11. The integrated circuit device of claim 8, wherein respective ones of the first and second pluralities of sense amplifier drivers are arranged in an alternating sequence between the first and second groups of sense amplifiers.

12. An integrated circuit device, comprising:

a pair of bit lines;

a pair of sense amplifiers respectively coupled to the pair of bit lines; and

a sense amplifier driver coupled to one of the pair of sense amplifiers and disposed between the pair of sense amplifiers.

13. A method of manufacturing an integrated circuit device, comprising:

providing a plurality of sense amplifier pairs comprising a first group of sense amplifiers and a second group of sense amplifiers;

arranging a first plurality of sense amplifier drivers between the first and second groups of sense amplifiers such that the first plurality of sense amplifier drivers are coupled to the first group of sense amplifiers; and

arranging a second plurality of sense amplifier drivers between the first and second groups of sense amplifiers such that the second plurality of sense amplifier drivers are coupled to the second group of sense amplifiers.

14. The method of claim 8, wherein arranging the first plurality of sense amplifier drivers and arranging the second plurality of sense amplifier drivers comprises:

arranging the first and second pluralities of sense amplifier drivers in an alternating sequence between the first and second groups of sense amplifiers.

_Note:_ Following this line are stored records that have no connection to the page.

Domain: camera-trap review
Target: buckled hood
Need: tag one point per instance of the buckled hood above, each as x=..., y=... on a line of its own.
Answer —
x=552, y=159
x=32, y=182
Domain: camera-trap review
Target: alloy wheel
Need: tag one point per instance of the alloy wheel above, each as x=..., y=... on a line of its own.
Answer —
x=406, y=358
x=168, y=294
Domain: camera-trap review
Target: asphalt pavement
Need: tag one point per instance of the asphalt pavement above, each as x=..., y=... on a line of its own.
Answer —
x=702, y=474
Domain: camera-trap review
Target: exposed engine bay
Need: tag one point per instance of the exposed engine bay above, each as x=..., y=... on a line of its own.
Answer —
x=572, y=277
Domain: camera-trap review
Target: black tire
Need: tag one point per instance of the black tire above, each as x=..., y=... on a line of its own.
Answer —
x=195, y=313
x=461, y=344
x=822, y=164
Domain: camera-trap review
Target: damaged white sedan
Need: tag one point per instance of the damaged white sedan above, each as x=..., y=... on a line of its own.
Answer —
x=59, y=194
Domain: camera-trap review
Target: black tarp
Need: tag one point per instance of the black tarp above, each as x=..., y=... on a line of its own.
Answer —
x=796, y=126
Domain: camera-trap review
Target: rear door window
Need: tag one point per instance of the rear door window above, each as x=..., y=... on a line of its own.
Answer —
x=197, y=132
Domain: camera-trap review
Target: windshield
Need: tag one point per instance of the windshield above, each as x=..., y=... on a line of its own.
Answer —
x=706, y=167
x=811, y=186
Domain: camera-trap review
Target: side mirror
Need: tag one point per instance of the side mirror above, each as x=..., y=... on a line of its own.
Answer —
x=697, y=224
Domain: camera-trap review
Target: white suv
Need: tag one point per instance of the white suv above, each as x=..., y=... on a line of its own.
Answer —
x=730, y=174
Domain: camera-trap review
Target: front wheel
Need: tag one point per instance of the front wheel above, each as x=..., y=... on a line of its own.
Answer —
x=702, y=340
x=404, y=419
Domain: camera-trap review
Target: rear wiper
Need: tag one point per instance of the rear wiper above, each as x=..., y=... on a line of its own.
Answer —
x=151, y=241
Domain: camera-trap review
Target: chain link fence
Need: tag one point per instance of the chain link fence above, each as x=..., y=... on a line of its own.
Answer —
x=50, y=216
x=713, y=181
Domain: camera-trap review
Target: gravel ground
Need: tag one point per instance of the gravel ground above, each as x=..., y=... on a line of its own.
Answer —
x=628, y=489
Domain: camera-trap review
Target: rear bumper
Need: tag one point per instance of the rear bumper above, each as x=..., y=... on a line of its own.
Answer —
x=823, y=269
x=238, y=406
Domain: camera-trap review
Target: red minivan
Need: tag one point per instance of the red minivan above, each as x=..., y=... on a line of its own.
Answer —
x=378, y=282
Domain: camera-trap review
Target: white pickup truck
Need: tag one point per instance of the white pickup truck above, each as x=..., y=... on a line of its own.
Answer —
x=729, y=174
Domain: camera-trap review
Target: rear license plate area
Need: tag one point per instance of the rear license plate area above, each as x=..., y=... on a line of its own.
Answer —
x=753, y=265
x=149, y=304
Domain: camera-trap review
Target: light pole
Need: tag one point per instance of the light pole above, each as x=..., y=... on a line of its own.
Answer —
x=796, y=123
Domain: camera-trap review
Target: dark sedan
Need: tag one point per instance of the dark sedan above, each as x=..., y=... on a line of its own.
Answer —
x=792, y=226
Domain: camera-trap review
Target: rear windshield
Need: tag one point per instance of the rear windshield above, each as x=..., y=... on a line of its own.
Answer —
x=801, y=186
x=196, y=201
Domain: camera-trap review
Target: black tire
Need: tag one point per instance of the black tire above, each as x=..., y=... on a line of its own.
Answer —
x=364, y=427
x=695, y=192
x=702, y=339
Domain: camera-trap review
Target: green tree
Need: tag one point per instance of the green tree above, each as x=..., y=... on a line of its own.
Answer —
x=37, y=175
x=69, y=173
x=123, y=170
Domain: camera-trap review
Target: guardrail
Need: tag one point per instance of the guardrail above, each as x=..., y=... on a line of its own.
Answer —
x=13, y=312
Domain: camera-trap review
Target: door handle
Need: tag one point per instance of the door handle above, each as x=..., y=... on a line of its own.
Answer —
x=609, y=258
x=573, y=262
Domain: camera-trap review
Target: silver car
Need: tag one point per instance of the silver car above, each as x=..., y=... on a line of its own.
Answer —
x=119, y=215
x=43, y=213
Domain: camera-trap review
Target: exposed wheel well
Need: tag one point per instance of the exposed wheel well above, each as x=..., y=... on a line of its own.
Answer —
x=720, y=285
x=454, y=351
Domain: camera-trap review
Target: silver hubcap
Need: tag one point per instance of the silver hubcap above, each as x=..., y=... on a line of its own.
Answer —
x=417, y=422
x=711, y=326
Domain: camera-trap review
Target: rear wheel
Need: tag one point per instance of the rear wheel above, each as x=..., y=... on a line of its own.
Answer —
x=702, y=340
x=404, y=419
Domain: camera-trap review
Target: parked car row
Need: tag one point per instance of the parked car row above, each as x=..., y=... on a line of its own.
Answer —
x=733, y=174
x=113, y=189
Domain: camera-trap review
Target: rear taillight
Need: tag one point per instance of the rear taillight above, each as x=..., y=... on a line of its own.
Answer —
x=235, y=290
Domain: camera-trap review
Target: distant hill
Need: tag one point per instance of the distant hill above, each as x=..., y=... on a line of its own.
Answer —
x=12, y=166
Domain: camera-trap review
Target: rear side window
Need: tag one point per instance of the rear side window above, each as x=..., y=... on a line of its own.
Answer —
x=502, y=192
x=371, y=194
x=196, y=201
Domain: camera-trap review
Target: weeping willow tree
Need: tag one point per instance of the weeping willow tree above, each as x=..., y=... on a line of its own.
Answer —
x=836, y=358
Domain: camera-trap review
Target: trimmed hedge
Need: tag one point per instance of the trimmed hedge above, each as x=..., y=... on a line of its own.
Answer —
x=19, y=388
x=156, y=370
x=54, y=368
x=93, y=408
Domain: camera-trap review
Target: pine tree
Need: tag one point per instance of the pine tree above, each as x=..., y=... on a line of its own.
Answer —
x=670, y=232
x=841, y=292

15. A method of operating an integrated circuit device, comprising:

coupling at least one of a plurality of sense amplifiers to a first potential using at least one of a plurality of sense amplifier drivers; and

coupling at least another one of the plurality of sense amplifiers to a second potential, different from the first potential, using at least another one of the plurality of sense amplifier drivers, the plurality of sense amplifier drivers being responsive to a common control signal.